Keşke Anne Olmasaydım ..

O kadar pişmanım ki anne olduğum için...5,5 senedir kapana sıkışmış cebelleşiyorum.Bekarlıgımda ağlayan zırlayan çocuklara bakıp anneleri hakkın da “bi kadın neden çocuk yapar ki hayatını mahvetmek için mi?”diye düşünür çocuk yapmalarına hayret ederdim.Çünkü özgürlük kelimesinden oluşuyordum ben.Evliliğimden 2,5 sene sonra çocuk sahibi olmaya karar verdim fıtrat gereği sanırım.O dönem net hatırlayamıyorum nasıl karar verip nasıl cesaret ettim hiç bilemiyorum .İkincisi ise kazara oldu ...

5,5 senedir ben diye birşey yok .7/24 bakıcı olarak kiralanmışım.Sosyallik şöyle dursun bi banyo/wc ye bile insan gibi girip çıkamıyorum.

Annem destek olmadı hiç bir zaman sadece bir ben vardım .7 ay baktı hergin oğlum oraya bırakırken yalvarıyordu bırakmamam için.Ve her hafta beni twl de rahatsız ediyordu su gün izin al günüm var su gün izin al gezim var vs saçma sapan sepeblerden .Sanırım anaç olmamam ondan gelen bi kalıntı .Ama ondan daha çok sevgi verdiğimi düşünüyorum evlatlarıma .

Çocuklarımı kaybetsem dünya basıma yıkılır onları çok seviyorum ama onlar doğmamış olsaydı onları hiç tanımamış hiç sevmemiş olacaktım.O zaman olmayan bişeyin yokluğu için ağlamayacaktım .

İş hayatım bittikten sonra çocuklar daha ağır gelmeye başladı.Ve durmadan kavga eden iki erkek çocuk .Büyüdüler iş kolaylaşacak diye beklerken gün ve gün benim isyanım artıyor .Onlara yapabildiğim tek şey avazım çıktığı kadar “yeter “diye bağırmak oluyor .Anlamıyorlar tatlı tatlı anlatsam da beş dakika sonra herşey yine aynı.Büyük oğlum doğduğundan bu yana zor bi çocuktu hala öyle .Küçük nispeten daha sakindi artık o da ön teker arka teker misali abisinden geri kalır yanı kalmadı .

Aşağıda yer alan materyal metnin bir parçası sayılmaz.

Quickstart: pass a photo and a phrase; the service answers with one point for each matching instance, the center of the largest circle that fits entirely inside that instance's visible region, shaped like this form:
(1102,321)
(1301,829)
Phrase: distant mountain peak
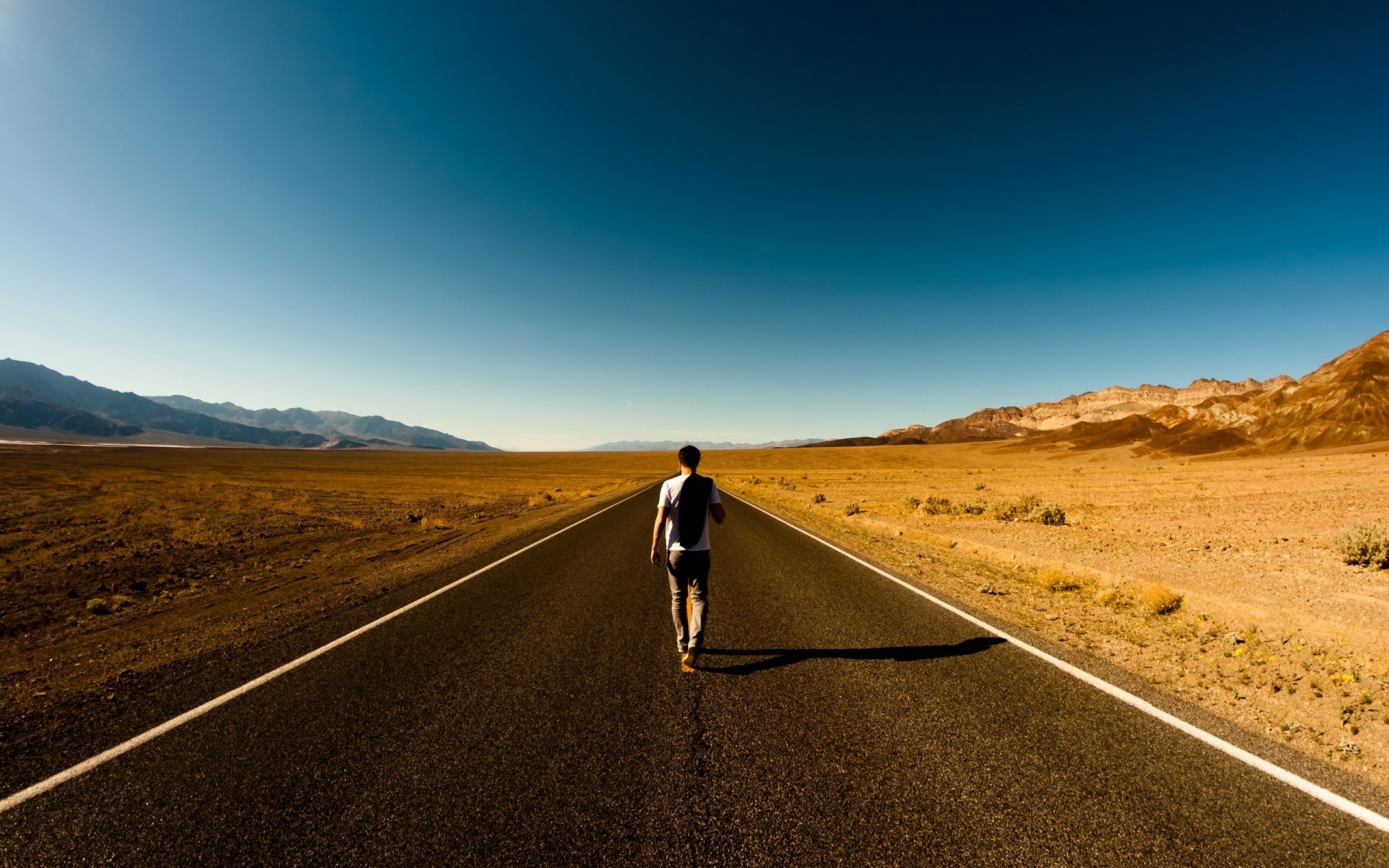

Büyük oğlumu cimnastik,yüzme futbol aktivitelerine gönderdim yaz okullarına gitti hiç bir fayda göremedim ,enerjisi yine hiç tükenmedi .

Evin her yerine yiyecek taşıyorlar şeftali ile duvar kapı pencere siliyorlar .Birbirlerini meyve suyu ile yıkıyorlar.Birbirleri ile çoğu zaman kavga halindeler küçük canı hep acıtılan taraf .Tv den nefret ederim hiç açmam ;büyük oğlum çizgi film bagımlısı ev de gün boyu tv bangır bangır.Şöyle rahat rahatı elime kitap ,telefon alıp keyif yapamıyorum .Yani yazacak çok sey var ama şimdi öyle aklıma gelenler .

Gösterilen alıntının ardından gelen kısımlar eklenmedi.